Accompanied by, Lisa Simpson, M.B., B. Ch., Deputy Director, AHRQ; Ms. Rita Koch, Chief, Office of Management, Division of Financial Management; Dennis P. Williams, Deputy Assistant Secretary, Office of Budget, Department of Health and Human Services
Introduction
Fiscal Year 2001 Request
Patient Safety and Reducing Errors in Medicine
Worker Health and Health Care
Continuing Priorities
Conclusion
Mr. Chairman and Members of the Committee, I am pleased to be here today to present the President's Fiscal Year 2001 budget request for the Agency for Healthcare Research and Quality (AHRQ, formerly the Agency for Health Care Policy and Research).
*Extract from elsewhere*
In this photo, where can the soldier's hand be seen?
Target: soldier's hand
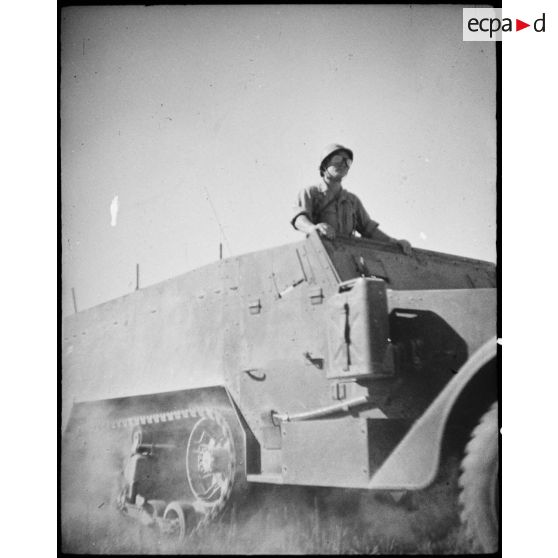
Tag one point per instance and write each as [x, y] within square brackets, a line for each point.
[326, 230]
[405, 246]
I understand, Mr. Chairman, that you will be retiring from Congress at the end of this legislative session. While I had the pleasure of working with you for only 3 of your 20 years of service, I know that your commitment to quality in health care has played a major role in shaping the way this Agency does its business. Your emphasis on excellence in research and the translation of research into quality health care has been a guiding force for us, and it has resulted in better health care for people.
Mr. Chairman, I am here today as the Director of the newly reauthorized and renamed Agency for Healthcare Research and Quality (AHRQ). The reauthorization changes how we focus our research agenda, but it maintains our core mission to ensure that the knowledge gained through health care research is translated into measurable improvements in the health care system.
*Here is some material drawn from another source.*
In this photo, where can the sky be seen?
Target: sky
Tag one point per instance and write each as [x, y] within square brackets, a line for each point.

This mission, to which the Committee has provided guidance, is driven by the needs of the users of our research—patients, clinicians, health system leaders, and policymakers. It is also grounded in the Agency's "pipeline of research," which begins with investing in new research that examines what works in health care, moves to developing the tools needed to apply the knowledge gained with this investment, and finally, translates the knowledge and tools into measurable improvements in health care.
For example, the users of our research nominated pharmacological treatments for depression as a topic for the AHRQ-supported Evidence-based Practice Centers (EPCs). The nominators of the topic, and other partners, pledged to use the findings to develop tools for depression treatment. Our EPC at the University of Texas Health Science Center in San Antonio found that newer antidepressant drugs are equally as effective as older antidepressants in treating depression. The American Psychiatric Association and the American Pharmaceutical Association are now developing practice guidelines on the use of antidepressant drugs based on the evidence report.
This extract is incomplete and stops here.